The cameras and bright lights of Hollywood might have dimmed on the Iberville Parish Sheriff’s Office’s investigation into the two-decade-old murder of an LSU graduate student, but that doesn’t mean the detectives in the sheriff’s Criminal Division have stopped working the case.

The only thing that has changed now is that what they’re doing won’t be seen by millions of fans across the nation each week on the Discovery Channel’s true-crime series “Killing Fields.”

“We’re still exploring all avenues,” Maj. Ronnie Hebert said. “This is not a sprint; it’s a marathon. We’ll go until we can’t go anymore.”

“Killing Fields” officially wrapped its first season with a special bonus episode on Tuesday that gave viewers additional insight into Iberville detectives’ investigation of the murder of Eugenie Boisfontaine.

Boisfontaine, who was a 34-year-old divorcée at the time she was killed, was believed to have been kidnapped near the LSU lakes in Baton Rouge in June 1997. She lived on nearby Stanford Avenue.

Her decomposed body was found two months later in Bayou Manchac in Iberville Parish. She had a skull fracture.

Viewers hoping for a resolution to the case likely were disappointed. The show ended its first season with more questions than detectives had when they reopened the case in August for filming. No arrests were made.

But Hebert said they are combing through Boisfontaine’s financial records and following up on countless leads that have been pouring in since the show premiered.

“Police work cannot be solved in a six-hour series,” Detective Aubrey St. Angelo said. “Some of these leads could have validity to them, but it’s tough working all our other cases and chasing all the leads on this down, too.”

In the meantime, Detective Leslie Bradford said she hopes they’ll be able to provide the remaining members of Boisfontaine’s family the closure they spent 20 years waiting for.

“They were a little apprehensive at first when we reopened, but they appreciate we’re looking at it again,” Bradford said. “They had just lost another sister at the time we reopened the case.”

As seen by viewers, the investigation was filled with a few dead ends and unexpected twists and turns.

Described as an introvert at the start of the case, detectives learned from several key people in Boisfontaine’s life that she might have been dating a man by the name of “Robert” — a lead that was sparked from DNA testing on fragments of the underwear Boisfontaine was wearing when her body was discovered.

The testing had picked up multiple DNA strains from at least three different men. During the show, investigators speculated that Boisfontaine could have been sexually assaulted by multiple people.

As for “Robert,” the detectives’ exhaustive search ended with them learning that the man they believe they were seeking died several years ago from cancer.

Much of the investigation filmed for the show’s final few episodes was spent tracking down Boisfontaine’s ex-husband. He refused to speak to detectives directly.

And when they were able to get him to sit down with them, he showed up to the Sheriff’s Office with a team of New Orleans-based attorneys, refusing to make any statement to authorities by invoking his Fifth Amendment rights. His lawyers refused to comment on the matter when The Advocate reached out to them last week.

Boisfontaine’s ex-husband, whose name or face was never shown on the series, declined to provide police with a DNA sample and claimed he didn’t know his ex-wife had been killed until detectives called him in 2015.

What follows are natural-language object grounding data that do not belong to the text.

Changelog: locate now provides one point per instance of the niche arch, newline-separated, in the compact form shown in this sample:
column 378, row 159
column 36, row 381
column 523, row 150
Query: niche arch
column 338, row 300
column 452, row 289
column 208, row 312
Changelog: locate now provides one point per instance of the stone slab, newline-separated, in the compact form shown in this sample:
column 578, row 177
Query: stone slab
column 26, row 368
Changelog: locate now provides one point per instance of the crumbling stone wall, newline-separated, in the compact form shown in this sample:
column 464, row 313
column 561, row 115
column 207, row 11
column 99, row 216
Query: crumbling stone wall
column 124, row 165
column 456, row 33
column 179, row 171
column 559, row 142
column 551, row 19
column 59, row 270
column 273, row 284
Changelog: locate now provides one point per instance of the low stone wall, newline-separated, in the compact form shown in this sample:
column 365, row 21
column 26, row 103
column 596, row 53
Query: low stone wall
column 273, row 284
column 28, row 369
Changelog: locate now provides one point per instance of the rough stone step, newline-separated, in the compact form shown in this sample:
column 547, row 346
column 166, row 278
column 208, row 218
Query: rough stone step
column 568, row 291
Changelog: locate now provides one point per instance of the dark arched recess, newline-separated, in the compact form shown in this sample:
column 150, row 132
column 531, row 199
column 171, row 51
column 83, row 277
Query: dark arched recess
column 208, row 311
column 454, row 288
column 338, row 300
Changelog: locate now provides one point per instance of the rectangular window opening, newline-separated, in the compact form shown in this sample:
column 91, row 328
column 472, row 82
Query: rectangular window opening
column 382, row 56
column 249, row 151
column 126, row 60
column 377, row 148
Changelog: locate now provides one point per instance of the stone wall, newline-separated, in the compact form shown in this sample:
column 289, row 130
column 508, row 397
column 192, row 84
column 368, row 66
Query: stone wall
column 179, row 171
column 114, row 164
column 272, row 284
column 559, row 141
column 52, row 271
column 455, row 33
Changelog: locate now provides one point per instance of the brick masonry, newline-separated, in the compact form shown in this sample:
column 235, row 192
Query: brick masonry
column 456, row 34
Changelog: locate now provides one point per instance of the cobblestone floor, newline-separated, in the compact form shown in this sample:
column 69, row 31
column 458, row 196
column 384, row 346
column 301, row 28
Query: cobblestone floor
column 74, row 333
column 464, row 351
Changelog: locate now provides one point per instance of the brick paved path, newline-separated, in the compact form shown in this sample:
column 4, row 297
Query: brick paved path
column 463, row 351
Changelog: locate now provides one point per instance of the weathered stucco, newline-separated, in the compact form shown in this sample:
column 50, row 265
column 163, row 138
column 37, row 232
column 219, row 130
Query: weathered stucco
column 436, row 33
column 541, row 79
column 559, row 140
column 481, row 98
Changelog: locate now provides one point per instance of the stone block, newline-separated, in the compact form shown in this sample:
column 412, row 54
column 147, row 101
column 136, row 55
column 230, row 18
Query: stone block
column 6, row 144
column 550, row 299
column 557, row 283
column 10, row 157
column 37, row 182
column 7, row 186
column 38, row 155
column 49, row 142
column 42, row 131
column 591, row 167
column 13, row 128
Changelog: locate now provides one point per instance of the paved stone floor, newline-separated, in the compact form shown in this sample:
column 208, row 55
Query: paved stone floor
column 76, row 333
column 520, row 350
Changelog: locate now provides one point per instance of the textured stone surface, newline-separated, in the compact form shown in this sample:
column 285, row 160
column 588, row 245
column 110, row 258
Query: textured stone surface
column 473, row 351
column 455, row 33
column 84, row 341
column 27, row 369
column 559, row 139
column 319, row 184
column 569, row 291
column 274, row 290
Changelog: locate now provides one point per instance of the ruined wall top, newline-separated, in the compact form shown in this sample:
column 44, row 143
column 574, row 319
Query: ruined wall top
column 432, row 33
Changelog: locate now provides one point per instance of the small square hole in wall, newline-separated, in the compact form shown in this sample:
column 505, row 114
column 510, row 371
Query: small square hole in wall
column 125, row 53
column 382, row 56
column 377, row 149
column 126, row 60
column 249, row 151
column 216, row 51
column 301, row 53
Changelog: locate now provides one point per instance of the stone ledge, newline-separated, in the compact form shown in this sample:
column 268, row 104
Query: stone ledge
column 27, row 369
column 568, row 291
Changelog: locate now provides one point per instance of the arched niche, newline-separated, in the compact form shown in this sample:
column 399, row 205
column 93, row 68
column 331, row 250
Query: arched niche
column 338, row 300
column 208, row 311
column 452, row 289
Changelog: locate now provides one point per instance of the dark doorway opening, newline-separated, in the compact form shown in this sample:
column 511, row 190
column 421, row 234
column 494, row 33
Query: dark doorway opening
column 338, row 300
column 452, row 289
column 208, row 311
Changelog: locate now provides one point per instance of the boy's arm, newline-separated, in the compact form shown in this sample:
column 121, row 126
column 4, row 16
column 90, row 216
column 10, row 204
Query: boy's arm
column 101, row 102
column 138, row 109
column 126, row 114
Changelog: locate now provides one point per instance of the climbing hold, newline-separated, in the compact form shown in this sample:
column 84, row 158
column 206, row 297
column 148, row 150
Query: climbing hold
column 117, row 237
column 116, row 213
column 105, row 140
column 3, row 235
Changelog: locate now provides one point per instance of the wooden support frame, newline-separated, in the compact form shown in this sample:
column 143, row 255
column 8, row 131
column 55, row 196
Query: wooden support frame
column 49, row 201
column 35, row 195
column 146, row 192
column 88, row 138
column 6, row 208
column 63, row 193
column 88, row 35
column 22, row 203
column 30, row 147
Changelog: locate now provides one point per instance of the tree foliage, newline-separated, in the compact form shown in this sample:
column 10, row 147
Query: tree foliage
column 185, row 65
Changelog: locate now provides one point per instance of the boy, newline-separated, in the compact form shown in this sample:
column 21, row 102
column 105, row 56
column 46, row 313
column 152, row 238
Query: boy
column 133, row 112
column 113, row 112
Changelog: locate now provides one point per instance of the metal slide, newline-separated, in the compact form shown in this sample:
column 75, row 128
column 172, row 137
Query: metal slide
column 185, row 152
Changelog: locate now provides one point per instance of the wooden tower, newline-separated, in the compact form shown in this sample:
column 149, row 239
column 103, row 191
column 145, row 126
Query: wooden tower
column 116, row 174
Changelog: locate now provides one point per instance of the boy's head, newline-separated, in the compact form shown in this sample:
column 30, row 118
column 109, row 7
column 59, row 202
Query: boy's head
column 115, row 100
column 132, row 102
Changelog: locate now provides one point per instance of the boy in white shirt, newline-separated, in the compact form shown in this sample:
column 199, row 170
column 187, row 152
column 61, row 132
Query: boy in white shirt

However, one of the show’s main stars, retired Detective Rodie Sanchez, said he had spoken with Boisfontaine’s ex-husband in 1997 specifically about his ex-wife’s death.

“Not one single person we talked to during this investigation refused to give us a DNA sample but him,” St. Angelo said.

In the show’s final episode, viewers saw the band of detectives follow Boisfontaine’s ex-husband around New Orleans and covertly take a sample off the door handle of his truck, which they later tested for DNA.

The testing results revealed that her ex-husband’s DNA could not be included or excluded from the samples lifted off Boisfontaine’s tattered undergarments.

Hebert is quick to point out that Boisfontaine’s ex-husband is not a suspect.

“Until they tell me we have explored every avenue out there and there is no other place we can look, the case will remain active,” he said.

The Discovery Channel has announced that it ordered six more episodes of “Killing Fields.” But officials said they haven’t determined yet if the new episodes will be a continuation of Boisfontaine’s case or if they will feature a new case with another law enforcement agency.